124.解放

「ほんまに、お恥ずかしい所ばっかりお見せしてまいましてぇ」
手足を大きく広げる形で、全裸でベッドに縛りつけられたクロックは、情けない声を出した。

「いや、まあ…」
トキオは極力、解いてやっている脚のいましめに意識を集中している。
素っ裸というだけならまだしも、クロックハンドの身体には、髪の先から足の先まで、いたる所に乾いた白い飛沫と小さな赤い痕が散っているのだ。

色々、想像してしまう。

イチジョウは腕の方の紐を解いている。
太くて柔らかい素材で出来ているそれはご丁寧に三つ編みにしてあり、腕と紐の輪の間には僅かに隙間すら(明らかに故意に)作られている。
拘束という最終手段を実行するほど追い詰められながら、なお、クロックハンドを傷つけまいとしている。
イチジョウは、ドアの近くで床に額をつけるようにして丸くうずくまっているミカヅキを見た。

「ふ~っはぁ~!!窮屈やった!ありがと~」
自由になったクロックハンドは、大きく伸びをしてから手首をさすり、肩や腕をぐりぐりと回すと、
「おいこら!!」
ミカヅキの背中に、叩きつけるような声を浴びせた。
小さくなっている体が、びくっと反応する。

イチジョウは思わず、クロックハンドの両肩を掴んだ。
「待ってください、気持ちはわかりますが…抑えて…」
「えー、なんで止めるんな。あのあほ、2人殺そうとしたんやで。本気やったで」
「…そうだけどよ、いいよ、もう」
本気だったのは、対峙したトキオにはよくわかっている。
宿屋で殺気を体験するとは、思わなかった。

「なんやぁートキオまで~。
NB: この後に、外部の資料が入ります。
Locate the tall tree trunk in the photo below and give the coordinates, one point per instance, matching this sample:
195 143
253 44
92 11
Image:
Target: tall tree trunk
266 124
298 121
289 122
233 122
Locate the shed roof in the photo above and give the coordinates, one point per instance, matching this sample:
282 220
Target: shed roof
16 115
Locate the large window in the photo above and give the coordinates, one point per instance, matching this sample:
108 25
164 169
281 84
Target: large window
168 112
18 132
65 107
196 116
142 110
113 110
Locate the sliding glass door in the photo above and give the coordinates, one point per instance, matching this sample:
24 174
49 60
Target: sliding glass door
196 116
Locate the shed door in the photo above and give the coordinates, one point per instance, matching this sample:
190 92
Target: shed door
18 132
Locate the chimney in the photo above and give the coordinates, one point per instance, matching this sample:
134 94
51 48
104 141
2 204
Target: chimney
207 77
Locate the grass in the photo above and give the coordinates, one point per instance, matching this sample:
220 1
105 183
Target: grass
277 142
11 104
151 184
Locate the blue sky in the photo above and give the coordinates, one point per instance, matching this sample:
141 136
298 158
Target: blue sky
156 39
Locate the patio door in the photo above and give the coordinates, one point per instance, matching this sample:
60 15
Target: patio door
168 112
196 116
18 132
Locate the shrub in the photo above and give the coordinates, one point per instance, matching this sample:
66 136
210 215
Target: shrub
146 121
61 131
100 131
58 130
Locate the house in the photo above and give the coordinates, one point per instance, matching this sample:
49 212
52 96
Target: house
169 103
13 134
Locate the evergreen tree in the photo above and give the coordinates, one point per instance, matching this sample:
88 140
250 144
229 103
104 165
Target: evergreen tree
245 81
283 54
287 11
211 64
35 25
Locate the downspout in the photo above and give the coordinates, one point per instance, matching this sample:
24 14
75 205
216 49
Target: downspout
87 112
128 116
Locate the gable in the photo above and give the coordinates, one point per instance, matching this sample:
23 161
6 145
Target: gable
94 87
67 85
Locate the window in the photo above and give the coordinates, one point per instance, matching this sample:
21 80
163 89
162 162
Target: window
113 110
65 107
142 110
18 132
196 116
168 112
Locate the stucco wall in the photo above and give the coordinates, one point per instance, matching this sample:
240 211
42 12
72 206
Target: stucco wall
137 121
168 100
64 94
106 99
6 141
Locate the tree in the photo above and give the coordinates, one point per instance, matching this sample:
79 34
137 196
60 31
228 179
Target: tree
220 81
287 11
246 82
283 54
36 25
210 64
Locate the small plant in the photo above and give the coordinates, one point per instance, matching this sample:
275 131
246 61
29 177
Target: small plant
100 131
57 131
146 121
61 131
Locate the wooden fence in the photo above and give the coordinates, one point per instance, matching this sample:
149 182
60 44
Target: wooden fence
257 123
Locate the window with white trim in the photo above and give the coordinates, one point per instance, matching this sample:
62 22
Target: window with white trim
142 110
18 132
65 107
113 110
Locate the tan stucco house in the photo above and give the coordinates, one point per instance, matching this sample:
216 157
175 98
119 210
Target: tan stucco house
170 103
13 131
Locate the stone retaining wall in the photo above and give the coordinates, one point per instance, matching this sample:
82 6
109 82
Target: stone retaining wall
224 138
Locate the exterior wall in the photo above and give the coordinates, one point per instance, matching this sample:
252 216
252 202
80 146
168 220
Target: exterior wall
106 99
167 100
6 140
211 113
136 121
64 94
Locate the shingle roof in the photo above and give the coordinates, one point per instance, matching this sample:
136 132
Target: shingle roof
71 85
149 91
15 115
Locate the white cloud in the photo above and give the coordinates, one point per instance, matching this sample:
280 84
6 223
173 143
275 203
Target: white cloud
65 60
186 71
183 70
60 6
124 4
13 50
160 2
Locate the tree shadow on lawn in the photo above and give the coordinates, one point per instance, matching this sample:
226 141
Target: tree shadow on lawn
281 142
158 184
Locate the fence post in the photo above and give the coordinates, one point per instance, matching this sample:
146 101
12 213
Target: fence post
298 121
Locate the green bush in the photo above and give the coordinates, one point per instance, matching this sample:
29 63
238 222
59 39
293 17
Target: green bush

甘やかすことあらへんで」
クロックハンドがアヒル顔になった。
「彼は、あの…それだけクロックハンド君が好きなんですよ」
「せやっても、やってええことと悪いことがあるやんか」
「お前がきついことするからだよ」
独占欲の強いトキオには、ミカヅキの気持ちがわからないでもないのだ。
「そうかも知れんけど、せやから言うて自分らに迷惑かけるんは違うとる」
クロックハンドは、ぷっと頬を膨らませた。

「ま、とりあえず風呂入るわ。パリパリやし、なんやカユイし」
すとん、とベッドから降りたクロックハンドは、「うわ、最悪や」と呟きながら、ところどころ固まっている髪を、指で摘んでぐりぐりとほぐした。
「でな、俺、全然寝てへんねん。来てもろといて悪いんやけど、今日は休ませてもらえへんかなあ」
「わかった」
トキオもイチジョウも、頷いた。
回復呪文は寝不足を解消してはくれない。無理をするのは間違いだ。

「もう後は大丈夫やから、みんなに言いに行ってんか?」
クロックハンドは2人に笑いかけた。
「マジ、大丈夫か?」
色々な意味での"大丈夫"だが―
「大丈夫やて、心配せんでええよ」
クロッハンドクはあっさり頷く。

トキオはまだうずくまったままのミカヅキを見た。
「あんま、きついこと言わないでやってくれよ」
「わかってるーて」
クロックハンドは、ぱぁっと満面の笑みを浮かべた。
「それじゃ…」
トキオとイチジョウは、ミカヅキを気にしながら部屋を出た。
*
ドアが閉まると、クロックハンドは大きく息をついた。
「おい」
低い声で言って、丸まったままのミカヅキの尻をぐっと踏みつける。

「お前が俺のやり方が気に食わんっちゅうのは当たり前や。せやから、お前が俺をどないしようと、それはええ。けどなあ、なんで無関係の人様にまで迷惑かけるんや」
ミカヅキは頭を両腕の下に抱え込んで、肩で泣いている。
「答えんかい!!」
横腹を蹴りあげられたミカヅキは、勢いよく転がってうめいた。
「2人が許してくれたからいうて、甘えてんと違うぞ」
クロックハンドは苦い顔でミカヅキを見下ろした。
ミカヅキは、横向きになっても手足を縮め、頭を抱えたままで嗚咽している。

「何やぁ、お前はダンゴ虫か?」
クロックハンドは、ミカヅキの頭を踵で小突いた。
「偉っそうな本アホみたいに読んでるくせに、ガキでもわかるような、やってええことと悪いことの分別もつけられん。なんぼ大層なオツム持ってるんか知らんけど、お前の頭にはクソみたいな知識しか入る場所があらへんのやな」
クロックハンドの言葉が聞こえているのかいないのか、ミカヅキは声を出さずに泣き続けている。
「使えん頭はつけとるだけ無駄や。便所に流したら軽うなってええぞ」
吐き捨てるように言うと、クロックハンドはバスルームに入った。